1.9

14.8K 799 83
                                        

Bu bölümü siriusmmzz'e ithaf ediyorum ❤️

💫

Bana dönük gözlerin sahiplerine bakmadan derin bir nefes aldım, başım ağrıyordu. Hastanede Efe ile olan olayımız yayılmıştı. Dedikodu malzemesi çıktığı için herkesin gözü üzerimdeydi.

İki gündür, izinli olduğum için hastaneye gelmiyordum. Ve şunu fark etmiştim ki hiç özlememiştim.

Seslerinin duyulmadığını sanıp hakkımda konuşan bir avuç aptala göz devirip Derya'nın yanına gittim, Serhat ile konuşuyordu... Önceden birbirlerine bu kadar yakın değillerdi, arada bir olan bakışma dışında fazla yakınlıkları yoktu ancak Efe'nin doğum gününden sonra yakınlaşmış gibiydiler.

O saçma gece en azından birilerine iyi gelmişti.

"Naber?" ikisinin konuşmasını bölmüştüm. Ama pek umursamadılar. "İyidir, senden naber?" dedi Serhat.

"İyi diyelim iyi olsun." diye mırıldandım başımı ovalayarak. Sanki her geçen dakika ağrı katlanarak artıyordu.

"Asya, başın mı ağrıyor?" dedi Derya yanıma yaklaşıp.

"Evet." diye mırıldandım. Baş ağrısından nefret ediyordum. Bu gece nöbetim de olduğu aklıma gelince sıkıntı ile ofladım.

"İlaç içtin mi?" Serhat'ın sorduğu soruya kafamı olumlu anlamda salladım. Arada sırada baş ağrım tutardı ve çekilmez olurdu.

"İçtim etkisi yok, bir de çok gürültü var. Daha fazla ağrıyor." öyleydi acil de olduğumuz için gürültü hiç eksik olmuyordu. Ağlayan çocuk sesleri, toplum kurallarından bir haber takılıp yüksek konuşan insanlar ve de kuru gürültü; bunların hepsi birleştiğinde dayanılmaz oluyordu.

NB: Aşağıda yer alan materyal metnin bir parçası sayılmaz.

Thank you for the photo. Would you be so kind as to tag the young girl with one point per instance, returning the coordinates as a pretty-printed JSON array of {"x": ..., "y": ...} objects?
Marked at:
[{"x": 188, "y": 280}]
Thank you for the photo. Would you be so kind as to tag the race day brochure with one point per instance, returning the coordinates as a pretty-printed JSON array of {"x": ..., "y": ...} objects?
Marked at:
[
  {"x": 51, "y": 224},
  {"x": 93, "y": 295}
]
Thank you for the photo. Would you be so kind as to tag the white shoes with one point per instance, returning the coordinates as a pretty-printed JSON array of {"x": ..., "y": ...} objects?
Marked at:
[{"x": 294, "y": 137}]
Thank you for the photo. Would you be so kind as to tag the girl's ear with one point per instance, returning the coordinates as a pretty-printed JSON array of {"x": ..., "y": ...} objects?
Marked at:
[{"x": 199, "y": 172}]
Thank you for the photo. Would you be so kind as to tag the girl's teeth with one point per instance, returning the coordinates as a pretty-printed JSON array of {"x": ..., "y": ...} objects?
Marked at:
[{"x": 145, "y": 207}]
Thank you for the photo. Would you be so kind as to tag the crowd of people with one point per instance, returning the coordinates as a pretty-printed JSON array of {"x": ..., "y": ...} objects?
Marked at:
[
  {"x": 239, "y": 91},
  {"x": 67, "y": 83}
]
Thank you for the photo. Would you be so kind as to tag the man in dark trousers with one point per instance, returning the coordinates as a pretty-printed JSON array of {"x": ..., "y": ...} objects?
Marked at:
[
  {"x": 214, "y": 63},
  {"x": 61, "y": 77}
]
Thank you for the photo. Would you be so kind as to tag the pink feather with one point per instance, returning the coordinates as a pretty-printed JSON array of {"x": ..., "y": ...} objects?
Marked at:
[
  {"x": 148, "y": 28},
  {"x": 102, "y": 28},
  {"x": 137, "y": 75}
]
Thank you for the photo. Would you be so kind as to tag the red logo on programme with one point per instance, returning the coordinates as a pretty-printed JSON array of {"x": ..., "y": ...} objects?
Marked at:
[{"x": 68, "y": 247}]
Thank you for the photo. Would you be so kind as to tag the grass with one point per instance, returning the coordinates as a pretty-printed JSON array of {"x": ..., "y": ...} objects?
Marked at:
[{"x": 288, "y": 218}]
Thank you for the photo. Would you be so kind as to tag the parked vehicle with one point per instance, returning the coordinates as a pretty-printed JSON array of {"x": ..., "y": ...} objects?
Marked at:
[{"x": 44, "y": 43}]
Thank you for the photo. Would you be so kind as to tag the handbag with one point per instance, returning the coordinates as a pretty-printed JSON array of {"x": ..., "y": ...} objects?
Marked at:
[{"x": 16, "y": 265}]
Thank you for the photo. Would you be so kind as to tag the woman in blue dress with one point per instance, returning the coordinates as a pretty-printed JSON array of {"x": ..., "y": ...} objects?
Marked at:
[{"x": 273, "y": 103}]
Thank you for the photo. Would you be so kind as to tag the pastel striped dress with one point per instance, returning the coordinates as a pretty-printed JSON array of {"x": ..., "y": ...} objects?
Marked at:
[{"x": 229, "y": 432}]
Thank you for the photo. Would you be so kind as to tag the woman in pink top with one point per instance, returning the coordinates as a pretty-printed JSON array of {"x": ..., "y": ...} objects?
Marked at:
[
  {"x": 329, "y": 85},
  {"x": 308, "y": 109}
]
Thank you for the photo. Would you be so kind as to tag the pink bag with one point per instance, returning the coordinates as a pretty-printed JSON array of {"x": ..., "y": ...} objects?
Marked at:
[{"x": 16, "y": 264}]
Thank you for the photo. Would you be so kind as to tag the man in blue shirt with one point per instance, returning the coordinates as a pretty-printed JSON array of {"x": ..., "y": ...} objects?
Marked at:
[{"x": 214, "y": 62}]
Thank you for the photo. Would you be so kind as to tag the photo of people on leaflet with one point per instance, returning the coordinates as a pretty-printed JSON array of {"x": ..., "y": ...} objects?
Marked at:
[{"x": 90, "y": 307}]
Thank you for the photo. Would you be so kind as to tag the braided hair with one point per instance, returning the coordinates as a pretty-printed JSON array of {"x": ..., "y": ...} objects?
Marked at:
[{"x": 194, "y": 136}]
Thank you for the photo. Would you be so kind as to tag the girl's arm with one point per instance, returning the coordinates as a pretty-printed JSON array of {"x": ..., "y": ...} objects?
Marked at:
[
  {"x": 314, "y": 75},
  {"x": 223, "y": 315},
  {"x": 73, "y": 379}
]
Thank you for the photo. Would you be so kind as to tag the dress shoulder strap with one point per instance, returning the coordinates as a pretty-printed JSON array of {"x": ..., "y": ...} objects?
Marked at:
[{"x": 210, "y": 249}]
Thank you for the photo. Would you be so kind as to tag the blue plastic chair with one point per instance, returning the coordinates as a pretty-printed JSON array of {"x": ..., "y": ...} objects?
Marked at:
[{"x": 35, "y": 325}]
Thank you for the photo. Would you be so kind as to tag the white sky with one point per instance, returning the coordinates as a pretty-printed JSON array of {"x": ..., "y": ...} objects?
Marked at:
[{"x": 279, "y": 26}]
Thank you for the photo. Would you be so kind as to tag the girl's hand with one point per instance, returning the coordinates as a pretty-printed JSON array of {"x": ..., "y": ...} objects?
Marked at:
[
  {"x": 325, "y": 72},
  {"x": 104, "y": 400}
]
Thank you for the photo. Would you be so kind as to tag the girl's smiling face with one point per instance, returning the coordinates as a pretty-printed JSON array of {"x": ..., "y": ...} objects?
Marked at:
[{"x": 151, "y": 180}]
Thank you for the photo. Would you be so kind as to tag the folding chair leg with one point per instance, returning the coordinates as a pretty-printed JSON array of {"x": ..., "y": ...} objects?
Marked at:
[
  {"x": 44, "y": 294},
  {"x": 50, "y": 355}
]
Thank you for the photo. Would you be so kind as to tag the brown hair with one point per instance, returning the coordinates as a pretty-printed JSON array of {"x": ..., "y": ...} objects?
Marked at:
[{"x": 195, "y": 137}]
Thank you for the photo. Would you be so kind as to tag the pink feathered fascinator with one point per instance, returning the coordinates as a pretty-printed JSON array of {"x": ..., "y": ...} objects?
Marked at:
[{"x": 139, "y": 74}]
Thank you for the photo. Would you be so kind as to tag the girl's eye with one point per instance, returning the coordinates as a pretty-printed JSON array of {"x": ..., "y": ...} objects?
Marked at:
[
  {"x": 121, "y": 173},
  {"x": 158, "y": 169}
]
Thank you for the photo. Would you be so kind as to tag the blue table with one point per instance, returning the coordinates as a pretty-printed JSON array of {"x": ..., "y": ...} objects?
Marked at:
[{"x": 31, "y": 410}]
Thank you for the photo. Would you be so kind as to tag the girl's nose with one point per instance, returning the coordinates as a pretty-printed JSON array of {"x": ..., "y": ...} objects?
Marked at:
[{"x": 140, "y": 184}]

Normalde bu ortama ve gürültüye alışkındım, ancak başım ağırdığında yanımda biri nefes alsa batardı.

"Üstüne üstlük bu gece nöbet var." dedim sıkıntı ile nefesim dışarı vererek.

Kötü olduğumu görüp, "Nöbetini bana devret istersen, yavrum. Eve geçer dinlenirsin." diyen Derya'ya insanlığın en büyük buluşunu keşfetmiş gibi baktım.

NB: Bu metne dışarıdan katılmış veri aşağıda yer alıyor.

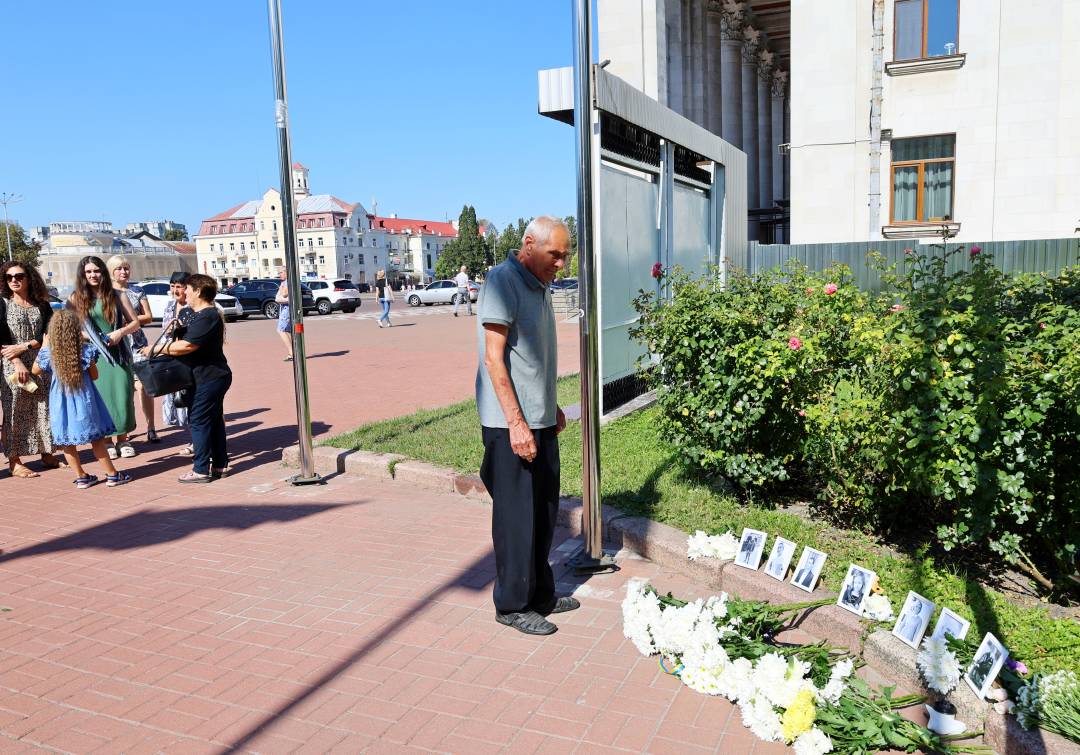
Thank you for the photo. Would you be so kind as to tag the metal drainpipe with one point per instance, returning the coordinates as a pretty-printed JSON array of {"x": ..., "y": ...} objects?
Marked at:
[{"x": 874, "y": 194}]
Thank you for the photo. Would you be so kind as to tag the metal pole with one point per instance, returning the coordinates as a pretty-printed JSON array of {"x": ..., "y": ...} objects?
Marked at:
[
  {"x": 592, "y": 557},
  {"x": 307, "y": 474}
]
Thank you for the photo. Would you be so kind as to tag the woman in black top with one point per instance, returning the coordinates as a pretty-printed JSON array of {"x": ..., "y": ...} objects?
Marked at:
[{"x": 200, "y": 345}]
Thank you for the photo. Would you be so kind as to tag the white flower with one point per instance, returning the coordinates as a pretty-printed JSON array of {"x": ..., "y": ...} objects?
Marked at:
[
  {"x": 813, "y": 742},
  {"x": 703, "y": 545},
  {"x": 877, "y": 607},
  {"x": 939, "y": 665}
]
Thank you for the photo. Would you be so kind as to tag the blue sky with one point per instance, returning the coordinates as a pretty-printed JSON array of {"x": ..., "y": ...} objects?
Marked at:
[{"x": 131, "y": 110}]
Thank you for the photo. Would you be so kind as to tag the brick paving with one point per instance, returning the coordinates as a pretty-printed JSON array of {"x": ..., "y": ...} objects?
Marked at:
[{"x": 353, "y": 617}]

Böyle bir dostumun olması inanılmaz bir nimetti.

"Ya var, ya! Sen bir tanesin!" dedim hemen sırnaşarak. "Allah razı olsun."

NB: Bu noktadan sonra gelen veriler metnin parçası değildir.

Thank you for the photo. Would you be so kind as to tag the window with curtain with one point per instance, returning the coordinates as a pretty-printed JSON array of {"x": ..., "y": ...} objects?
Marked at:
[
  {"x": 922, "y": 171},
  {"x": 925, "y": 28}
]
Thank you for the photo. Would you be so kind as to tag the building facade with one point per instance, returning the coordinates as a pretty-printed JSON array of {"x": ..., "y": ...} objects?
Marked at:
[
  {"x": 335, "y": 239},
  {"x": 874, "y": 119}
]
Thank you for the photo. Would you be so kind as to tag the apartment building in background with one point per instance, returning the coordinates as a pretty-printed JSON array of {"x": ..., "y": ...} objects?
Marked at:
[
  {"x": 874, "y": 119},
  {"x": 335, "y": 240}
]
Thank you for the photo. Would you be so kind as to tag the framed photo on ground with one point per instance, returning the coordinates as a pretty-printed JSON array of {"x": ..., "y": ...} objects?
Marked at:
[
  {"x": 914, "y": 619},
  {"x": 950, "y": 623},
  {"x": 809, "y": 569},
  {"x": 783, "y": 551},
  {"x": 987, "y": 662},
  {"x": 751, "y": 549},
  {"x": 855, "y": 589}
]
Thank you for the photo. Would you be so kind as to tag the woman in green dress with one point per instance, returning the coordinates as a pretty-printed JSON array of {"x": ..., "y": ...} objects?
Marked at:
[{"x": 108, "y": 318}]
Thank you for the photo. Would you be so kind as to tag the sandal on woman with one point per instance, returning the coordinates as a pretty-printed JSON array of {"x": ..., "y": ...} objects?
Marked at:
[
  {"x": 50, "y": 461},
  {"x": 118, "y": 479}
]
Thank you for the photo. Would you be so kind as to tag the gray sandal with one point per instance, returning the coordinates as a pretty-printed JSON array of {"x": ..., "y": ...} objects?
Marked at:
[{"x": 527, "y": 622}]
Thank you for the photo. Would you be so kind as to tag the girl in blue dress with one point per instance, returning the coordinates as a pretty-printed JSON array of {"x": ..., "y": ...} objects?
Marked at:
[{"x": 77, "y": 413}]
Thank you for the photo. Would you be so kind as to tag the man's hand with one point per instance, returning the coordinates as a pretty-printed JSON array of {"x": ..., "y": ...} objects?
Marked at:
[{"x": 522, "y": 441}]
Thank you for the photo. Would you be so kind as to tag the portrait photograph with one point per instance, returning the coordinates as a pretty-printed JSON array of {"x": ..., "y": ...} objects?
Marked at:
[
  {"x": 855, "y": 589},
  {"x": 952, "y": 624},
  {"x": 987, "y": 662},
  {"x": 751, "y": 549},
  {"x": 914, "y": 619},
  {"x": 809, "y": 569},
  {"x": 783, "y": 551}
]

"Ayol ne yaptım? Hadi sen eve uç dinlen. Ben senin yerine nöbet yerlerini değiştiririm, boşuna uğraşma direkt eve git."

Derya'ya bolca hayır duası ettikten sonra yanlarından ayrıldım.

Önce dolabıma gidip eşyalarımı almam gerekiyordu. Ayaklarımı sürüye sürüye hareket ediyordum resmen. Karşıdan gelen Efe'ye dik dik baktım, burnunda bir bant gözünde ise morluk vardı.

Beni gördüğü anda kafasını eğdi.

Bir saniye ne?

Normalde olsa bana bakar, üstüne de bedenimi rahatça süzerdi. Ancak şu anda beni gördüğü için gerilmişti, adımlarını hızlandırmış kafasını kaldırmadan ilerliyordu.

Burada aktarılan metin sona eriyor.